The significant accomplishments of COP26, among others, are over 90% of global emissions are now covered by net-zero commitments. Nationally Determined Contributions (NDCs) now cover 80% of global emissions. At COP26, countries agreed on the Glasgow Climate Pact. They commit to the real action by reducing methane emissions by 30% by 2030, phasing out coal faster, speeding up the switch to electric vehicles, and ending deforestation. At COP26, countries accelerated progress towards closing the emissions gap and committed to coming back to do more for our planet.
“COP26 closes with a compromise deal on climate, but it’s not enough,” says Secretary-General Antonio Guterres. If all governments met their 2030 targets, we would have 2.4˚C of warming in 2100. There is still a gap between a target required by the Paris Agreement of 1.5 degrees Celcius and the target for 2030, which is 2.4 degrees Celcius. According to the IPCC report released in August 2021, the current stage of global temperature is 1.1 degrees Celcius. But right now, the current climate change policies put us at 2.7 degrees Celcius. COP26 came out with a target of 2.4 degrees Celcius by 2030 if all countries and governments meet their promises. A big question remains: are all world leaders committed to walking their talk in Glasgow?

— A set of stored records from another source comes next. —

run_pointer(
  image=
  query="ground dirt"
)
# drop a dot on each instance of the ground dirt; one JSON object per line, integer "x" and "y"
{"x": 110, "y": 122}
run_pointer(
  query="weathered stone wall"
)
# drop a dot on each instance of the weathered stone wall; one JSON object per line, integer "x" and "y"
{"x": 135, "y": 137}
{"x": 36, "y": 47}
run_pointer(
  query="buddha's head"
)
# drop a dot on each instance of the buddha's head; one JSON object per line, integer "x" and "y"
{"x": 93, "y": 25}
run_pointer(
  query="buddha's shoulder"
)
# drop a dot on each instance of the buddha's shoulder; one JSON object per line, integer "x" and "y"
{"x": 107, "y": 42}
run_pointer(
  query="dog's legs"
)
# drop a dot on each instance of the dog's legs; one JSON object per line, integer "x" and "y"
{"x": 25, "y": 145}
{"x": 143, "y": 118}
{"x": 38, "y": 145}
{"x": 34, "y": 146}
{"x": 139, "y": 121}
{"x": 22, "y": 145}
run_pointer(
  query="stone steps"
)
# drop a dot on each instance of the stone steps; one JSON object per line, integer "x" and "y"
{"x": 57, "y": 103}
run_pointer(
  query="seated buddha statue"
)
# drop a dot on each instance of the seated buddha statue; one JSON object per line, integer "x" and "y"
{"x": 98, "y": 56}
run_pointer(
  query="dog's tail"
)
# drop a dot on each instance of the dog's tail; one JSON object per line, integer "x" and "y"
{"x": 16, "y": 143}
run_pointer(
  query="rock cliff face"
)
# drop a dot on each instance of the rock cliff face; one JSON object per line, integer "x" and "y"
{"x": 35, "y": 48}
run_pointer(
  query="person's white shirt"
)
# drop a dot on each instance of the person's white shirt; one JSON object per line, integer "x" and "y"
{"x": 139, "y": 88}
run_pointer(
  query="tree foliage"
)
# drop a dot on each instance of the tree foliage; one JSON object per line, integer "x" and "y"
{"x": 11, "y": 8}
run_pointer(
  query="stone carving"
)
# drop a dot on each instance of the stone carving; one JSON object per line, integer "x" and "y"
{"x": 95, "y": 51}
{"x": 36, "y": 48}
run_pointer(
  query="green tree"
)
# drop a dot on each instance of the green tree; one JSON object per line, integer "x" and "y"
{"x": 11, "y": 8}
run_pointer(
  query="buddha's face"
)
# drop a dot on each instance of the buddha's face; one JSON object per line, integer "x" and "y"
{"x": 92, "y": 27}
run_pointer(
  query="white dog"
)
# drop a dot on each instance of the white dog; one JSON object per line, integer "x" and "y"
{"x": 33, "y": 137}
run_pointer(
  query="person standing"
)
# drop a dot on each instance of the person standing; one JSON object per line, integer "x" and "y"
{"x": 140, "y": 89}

VIVAT Participation at COP26
In Glasgow, VIVAT International participated in the UN Climate Conference of Parties (COP) for the first time as an observer organization. Thanks to Helen Sadhana and Robert Mirsel for their hard work in submitting an application to the UNFCCC secretariat for having an observer status. Three VIVAT delegates were present in person in Glasgow during COP26. They are Alberto Parise MCCJ (Italy), Ida Haurand SSpS (Germany), and Liam Dunne SVD (Ireland). They regularly sent a video message making a fresh-hand report of COP26 from Glasgow. Their information is uploaded in the VIVAT’s FB, and Twitter accounts as a part of the social media campaign for COP26, linked to the congregations’ accounts.
Besides social media involvement, VIVAT New York Office organized an online webinar on November 5, 2021, highlighting the theme: Listen to cry of the Earth, Local Initiatives to Address Climate Change. VIVAT members from the Philippines, Indonesia, Ghana, Brazil, and Germany were invited to be panelists. They shared stories and initiatives to respond to climate change concerning reforestation, organic farming, renewable energy, mining advocacy, plastic waste, and ethical investments.
Coping with climate change is a huge challenge and an imperative moral responsibility in our time. The Glasgow COP26 has endeavored to keep 1.5 degrees alive so humans and existing lives can survive in the following decades. Many ways can be done concretely: planting trees, using renewable energy, recycling plastic waste, consuming environmentally-friendly cooking oil and sustainable food, choosing smartly sustainable transports and traveling, etc.
Human activities-induced climate change is not only a political and financial issue but a lifestyle matter! THEREFORE, the IPCC scientists suggest that to keep the global temperature at 1.5 degrees, people also need to live a 1.5 degrees Celsius lifestyle.